Researching your destination(s) in advance is part of every sailing vacation, and certainly if you'll be the skipper, it's prudent to learn as much as you can about your prospective sailing area. If you'll be along as crew or guest, by all means, do some reading, but keep in mind that, for you, there also will be lots of leisure time aboard the boat to read about places once you're actually there. If you want to immerse yourself (or, as captain or first mate, feel you should), start by buying at least a large-scale nautical chart and cruising guides or pilot books to the areas in which you'll be sailing.
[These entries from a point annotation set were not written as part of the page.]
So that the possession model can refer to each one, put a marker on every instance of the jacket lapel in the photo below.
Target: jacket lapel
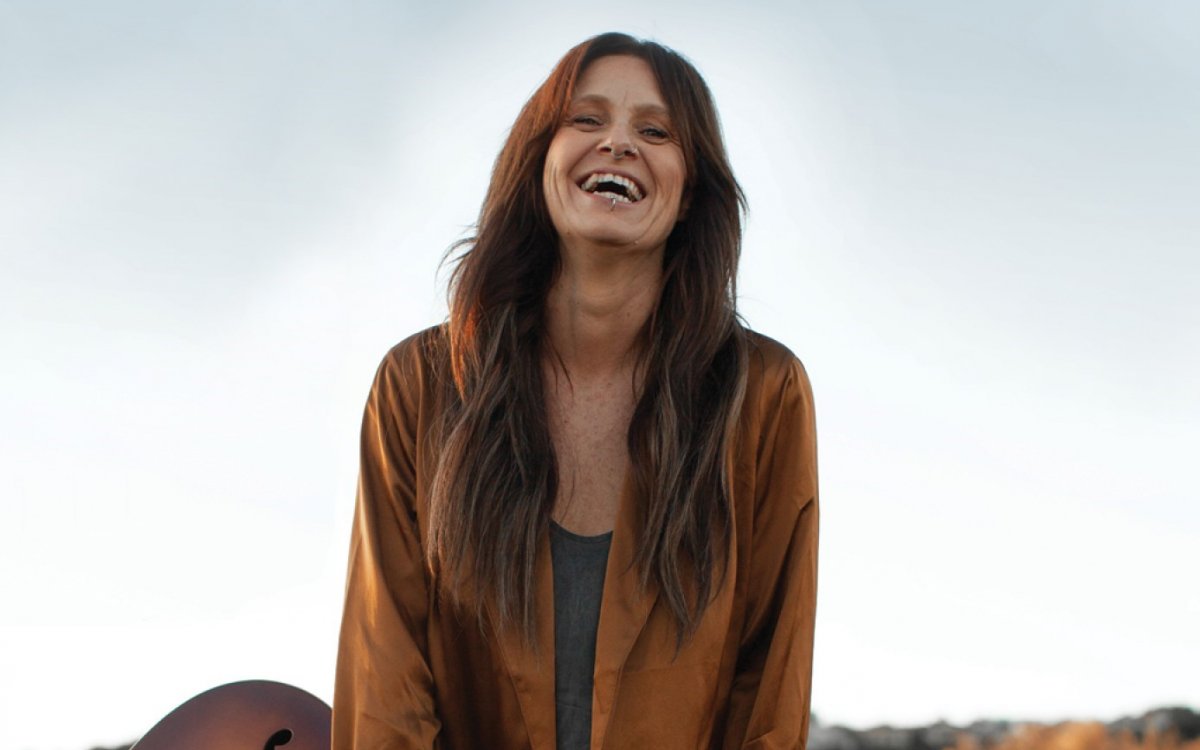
(624, 611)
(533, 671)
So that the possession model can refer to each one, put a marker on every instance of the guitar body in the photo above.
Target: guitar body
(251, 715)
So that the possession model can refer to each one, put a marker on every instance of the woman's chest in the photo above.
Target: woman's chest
(588, 426)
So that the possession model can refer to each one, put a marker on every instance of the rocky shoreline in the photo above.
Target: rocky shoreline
(1181, 725)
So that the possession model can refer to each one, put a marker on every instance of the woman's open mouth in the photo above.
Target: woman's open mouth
(612, 187)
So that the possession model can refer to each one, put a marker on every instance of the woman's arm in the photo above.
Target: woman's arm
(769, 700)
(384, 690)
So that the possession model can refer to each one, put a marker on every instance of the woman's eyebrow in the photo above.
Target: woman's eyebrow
(643, 109)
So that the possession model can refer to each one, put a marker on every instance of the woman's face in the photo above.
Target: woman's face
(617, 142)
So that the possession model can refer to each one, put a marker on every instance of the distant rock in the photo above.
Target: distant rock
(1182, 724)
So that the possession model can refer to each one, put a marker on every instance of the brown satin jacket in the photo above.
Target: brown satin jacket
(414, 673)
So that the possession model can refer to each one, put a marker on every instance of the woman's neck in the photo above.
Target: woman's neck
(595, 313)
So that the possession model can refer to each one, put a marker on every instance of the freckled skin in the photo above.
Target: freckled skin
(610, 276)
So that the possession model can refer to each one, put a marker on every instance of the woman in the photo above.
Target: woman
(587, 510)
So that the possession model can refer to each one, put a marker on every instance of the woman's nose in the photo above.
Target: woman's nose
(619, 144)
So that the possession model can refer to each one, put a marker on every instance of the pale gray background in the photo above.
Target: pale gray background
(975, 221)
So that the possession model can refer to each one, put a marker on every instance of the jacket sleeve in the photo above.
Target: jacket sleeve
(383, 696)
(769, 700)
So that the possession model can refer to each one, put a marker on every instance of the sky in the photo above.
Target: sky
(973, 222)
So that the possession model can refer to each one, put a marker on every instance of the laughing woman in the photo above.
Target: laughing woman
(587, 510)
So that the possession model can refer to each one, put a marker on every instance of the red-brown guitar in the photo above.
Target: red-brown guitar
(250, 715)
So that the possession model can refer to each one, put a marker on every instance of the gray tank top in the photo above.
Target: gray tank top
(579, 565)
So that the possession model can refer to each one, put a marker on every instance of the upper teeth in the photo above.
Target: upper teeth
(589, 185)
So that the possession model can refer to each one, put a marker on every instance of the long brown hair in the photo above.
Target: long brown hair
(497, 474)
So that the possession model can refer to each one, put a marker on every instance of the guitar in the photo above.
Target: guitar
(251, 715)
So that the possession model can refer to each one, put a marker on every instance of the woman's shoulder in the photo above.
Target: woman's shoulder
(419, 353)
(773, 367)
(412, 370)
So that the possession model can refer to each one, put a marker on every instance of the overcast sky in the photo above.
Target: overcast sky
(976, 223)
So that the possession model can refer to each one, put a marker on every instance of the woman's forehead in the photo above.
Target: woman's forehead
(619, 79)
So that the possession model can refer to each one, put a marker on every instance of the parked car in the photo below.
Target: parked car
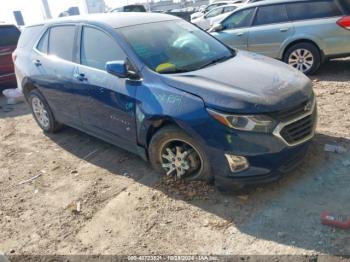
(9, 35)
(217, 14)
(130, 8)
(161, 87)
(211, 7)
(302, 33)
Pay particular attention to the area's prevailing winds, seasonal and local weather patterns (including anomalies), navigational hazards and — very important! — the distances between ports or anchorages. Don't rely on mainstream travel guides to form ideas about where to go and what to see; most offer glowing descriptions of places that may not be accessible by sailboat, and guidebook maps (and mile scales) are often incomplete or misleading. Always keep in mind the actual distances between ports and islands, not only in terms of nautical miles, but in terms of the time it will take to sail from point A to point B at your boat's average cruising speed — under sail and power. Also keep in mind the number of full days you have to sail, and when you must be back within easy range of the charter base as the vacation draws to a close.
In the planning stages, almost everyone in the crew has a bucket list. Whittle yours down — most are overly ambitious. For example, instead of making a wish list of ports and islands in an entire region, focus on one smaller coastal area or island group: the British Virgin Islands or St. Vincent and the Grenadines in the Caribbean, for example, or the Eastern Cyclades, Western Cyclades or Saronic Islands in Greece. Even with a pared-back list, you likely won't be able to see everything there is to see on a typical weeklong charter, so once you choose an area and have read a bit about it, tweak that bucket list further. If you want, make two wish-list outlines; base them on prevailing wind and weather patterns. If itinerary A isn't feasible during the week(s) you're there, itinerary B might be. You might even find that the weather allows you to do a little bit of both.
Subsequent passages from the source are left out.